RAKHMAT NUR
HAKIM
Kompas.com - 23/01/2018, 08:38 WIB
Presiden Republik Indonesia Joko Widodo (tengah) bersama pimpinan DPP
Partai Golkar membuka Musyawarah Nasional Luar Biasa (Munaslub) Partai
Golkar di JCC, Senayan, Jakarta, Senin (18/12/2017). Munaslub ini dilakukan
untuk memilih ketua umum baru Partai Golkar yaitu Airlangga Hartarto untuk
menggantikan Setya Novanto yang menjadi tersangka kasus pidana korupsi KTP
elektronik.(KOMPAS.com/ANDREAS LUKAS ALTOBELI)
JAKARTA, KOMPAS.com — Janji tinggal
janji.
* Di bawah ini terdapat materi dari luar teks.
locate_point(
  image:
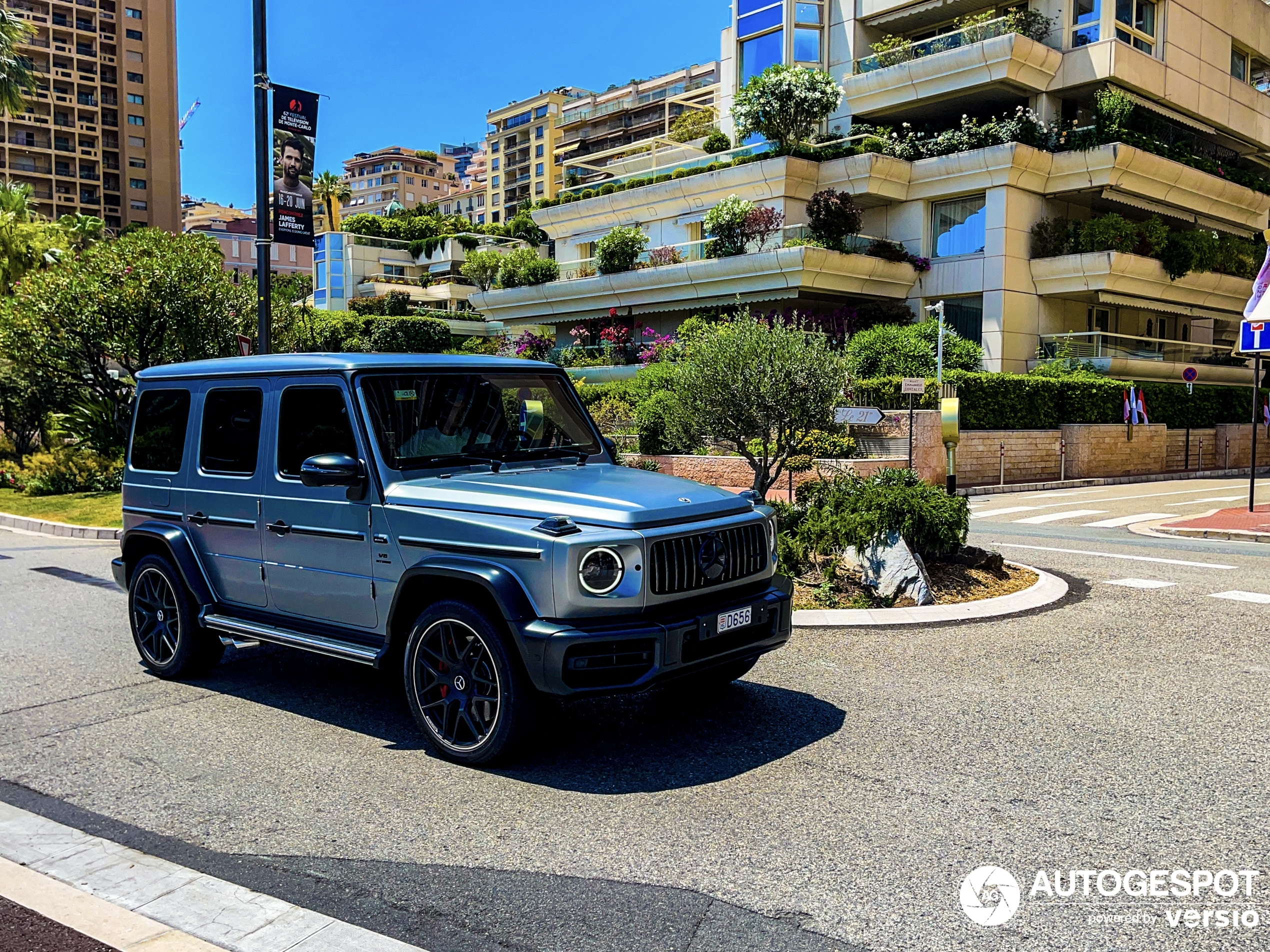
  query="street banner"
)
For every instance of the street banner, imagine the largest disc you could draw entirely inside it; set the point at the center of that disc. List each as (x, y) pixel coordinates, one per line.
(295, 133)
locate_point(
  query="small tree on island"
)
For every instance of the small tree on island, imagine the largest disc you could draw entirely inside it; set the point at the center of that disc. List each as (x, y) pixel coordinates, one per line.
(756, 386)
(785, 104)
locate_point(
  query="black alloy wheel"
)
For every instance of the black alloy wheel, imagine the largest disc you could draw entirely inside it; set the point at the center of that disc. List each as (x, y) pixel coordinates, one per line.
(468, 690)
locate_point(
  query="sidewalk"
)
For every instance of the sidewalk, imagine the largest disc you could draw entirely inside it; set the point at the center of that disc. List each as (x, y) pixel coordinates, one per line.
(1238, 525)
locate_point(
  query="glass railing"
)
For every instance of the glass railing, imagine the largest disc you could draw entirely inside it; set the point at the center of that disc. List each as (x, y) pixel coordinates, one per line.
(688, 252)
(935, 45)
(1090, 346)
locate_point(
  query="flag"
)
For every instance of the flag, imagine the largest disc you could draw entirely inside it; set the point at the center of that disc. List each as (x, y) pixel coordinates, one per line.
(1259, 287)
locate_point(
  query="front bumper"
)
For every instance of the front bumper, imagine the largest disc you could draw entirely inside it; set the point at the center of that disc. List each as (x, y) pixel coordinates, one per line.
(639, 652)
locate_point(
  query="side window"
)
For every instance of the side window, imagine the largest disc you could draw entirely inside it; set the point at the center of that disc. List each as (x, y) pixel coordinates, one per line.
(312, 421)
(232, 432)
(159, 434)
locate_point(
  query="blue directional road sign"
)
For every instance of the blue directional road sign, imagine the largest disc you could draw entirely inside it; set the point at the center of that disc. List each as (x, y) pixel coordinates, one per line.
(1255, 337)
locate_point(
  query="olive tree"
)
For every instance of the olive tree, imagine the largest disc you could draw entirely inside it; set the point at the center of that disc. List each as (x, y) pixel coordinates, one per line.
(785, 104)
(756, 386)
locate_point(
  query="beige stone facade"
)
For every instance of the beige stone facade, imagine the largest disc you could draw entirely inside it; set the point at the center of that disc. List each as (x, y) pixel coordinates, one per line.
(100, 131)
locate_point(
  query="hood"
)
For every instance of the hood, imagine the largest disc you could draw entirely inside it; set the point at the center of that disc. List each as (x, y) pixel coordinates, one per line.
(618, 497)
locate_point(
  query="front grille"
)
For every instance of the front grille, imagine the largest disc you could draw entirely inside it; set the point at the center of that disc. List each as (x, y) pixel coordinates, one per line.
(608, 664)
(675, 568)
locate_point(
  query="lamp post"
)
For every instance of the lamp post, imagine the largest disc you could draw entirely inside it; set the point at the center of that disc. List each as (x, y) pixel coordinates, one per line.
(264, 170)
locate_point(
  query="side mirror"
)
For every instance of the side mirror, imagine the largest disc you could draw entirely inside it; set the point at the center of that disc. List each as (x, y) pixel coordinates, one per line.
(330, 470)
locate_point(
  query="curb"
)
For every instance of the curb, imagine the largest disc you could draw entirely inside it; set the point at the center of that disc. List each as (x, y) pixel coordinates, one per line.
(1102, 481)
(42, 527)
(1046, 591)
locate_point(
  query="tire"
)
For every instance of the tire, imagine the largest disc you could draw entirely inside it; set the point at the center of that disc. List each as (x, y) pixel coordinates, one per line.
(473, 701)
(164, 622)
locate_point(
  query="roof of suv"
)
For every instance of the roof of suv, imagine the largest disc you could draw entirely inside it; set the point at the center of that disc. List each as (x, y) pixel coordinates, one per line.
(272, 365)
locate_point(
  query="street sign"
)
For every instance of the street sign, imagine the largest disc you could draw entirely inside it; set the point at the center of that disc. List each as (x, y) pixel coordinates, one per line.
(858, 415)
(1255, 338)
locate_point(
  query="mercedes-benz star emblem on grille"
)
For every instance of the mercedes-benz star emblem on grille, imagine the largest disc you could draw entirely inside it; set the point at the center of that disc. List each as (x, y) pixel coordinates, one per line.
(713, 558)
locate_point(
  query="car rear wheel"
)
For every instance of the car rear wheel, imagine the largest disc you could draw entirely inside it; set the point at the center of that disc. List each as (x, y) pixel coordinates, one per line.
(164, 625)
(466, 691)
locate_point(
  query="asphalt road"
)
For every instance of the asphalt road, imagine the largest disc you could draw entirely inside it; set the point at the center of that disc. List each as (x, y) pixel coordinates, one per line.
(835, 800)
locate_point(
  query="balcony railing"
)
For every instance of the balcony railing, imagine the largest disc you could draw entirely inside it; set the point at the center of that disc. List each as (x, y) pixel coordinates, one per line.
(1090, 346)
(935, 45)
Demikian pernyataan Ketua DPP Partai Amanat Nasional Yandri Susanto
merespons sikap Presiden Joko Widodo yang membiarkan dua menteri di kabinetnya
merangkap jabatan partai.
Dua menteri itu adalah Menteri
Perindustrian Airlangga Hartarto yang merangkap Ketua Umum Partai Golkar,
dan Menteri Sosial Idrus Marham yang juga menjabat Koordinator Bidang
Hubungan Eksekutif dan Legislatif DPP Golkar.
Sikap Presiden yang
"mengistimewakan" Golkar ini berbeda dengan komitmen yang telah
disampaikannya sejak awal pemerintahan. Menteri tak boleh rangkap jabatan agar
fokus pada kerja pemerintahan.
Komitmen ini pula yang membuat Wiranto,
Menteri Koordinator Politik, Hukum, dan Keamanan, melepaskan jabatannya sebagai
ketua umum Partai Hanura.
Demikian pula Puan Maharani, yang
menanggalkan posisinya di struktur kepengurusan DPP PDI-P.
Yandri mengatakan, ia ingat komitmen
politik Presiden Jokowi soal larangan rangkap jabatan.
"Kita ingat betul Pak Jokowi waktu
kampanye dan di awal pemerintahannya ketika memilih para menteri, salah satu
yang Pak Jokowi hindari adalah rangkap jabatan. Waktu itu kan Mbak Puan harus
nonaktif (dari PDI-P), Pak Wiranto harus buat Munaslub (Hanura)," ujar
Yandri di Kompleks Parlemen, Senayan, Jakarta, Senin (22/1/2018).
Aturan tak tertulis itu berlaku sejak
terbentuknya Kabinet Kerja.
Selain Wiranto dan Puan, politisi
PDI-P, Tjahjo Kumolo, juga melepaskan jabatan sekjen ketika ditunjuk menjadi
Menteri Dalam Negeri.
Sikap Presiden Jokowi menjadi sorotan
karena "keistimewaan" untuk Golkar tak didapatkan kader dari partai
lain yang duduk di kabinet dan telah mendukung Jokowi sejak masa pencapresan
2014.
Golkar yang baru masuk dalam gerbong
koalisi pendukung pemerintah pada Juli 2016 justru mendapatkan keistimewaan.
Inkonsistensi Jokowi terhadap
komitmennya terlihat sejak Airlangga terpilih sebagai Ketua Umum Golkar.
Saat ditanya wartawan soal rangkap
jabatan Airlangga, mantan Gubernur DKI Jakarta itu kerap menghindar.
Demikian pula ketika wartawan bertanya
kepada Airlangga. Ia mengatakan, hal itu merupakan kewenangan Presiden.
Hal itu berlanjut saat Presiden Jokowi
melantik Idrus Marham sebagai Menteri Sosial menggantikan Khofifah Indar
Parawansa yang mundur karena mengikuti Pilkada Jawa Timur.
Enam hari pascadilantik, nama Idrus ternyata kembali bercokol dalam struktur kepengurusan DPP Partai Golkar.
"Artinya janji tinggal janji,
komitmen tinggal komitmen. Pak Jokowi sendiri yang melanggar," kata
Yandri.
Pengamat politik Point Indonesia, Arief
Nurul Imam, mengatakan, ada cara yang bisa dilakukan Presiden Jokowi agar lepas
dari kritikan atas komitmen yang dilanggarnya.
Caranya, Jokowi harus
menjamin menteri yang rangkap jabatan di kabinetnya menunjukkan kinerja yang
baik dan sesuai target.
Jika Jokowi gagal menjamin kinerja dua
menteri Golkar tersebut, Imam memprediksi hal itu akan menjadi isu yang akan
dimainkan oleh partai oposisi pada 2019.
"Pasti itu akan terus-terusan jadi
bahan oposisi sampai nanti 2019," kata Imam.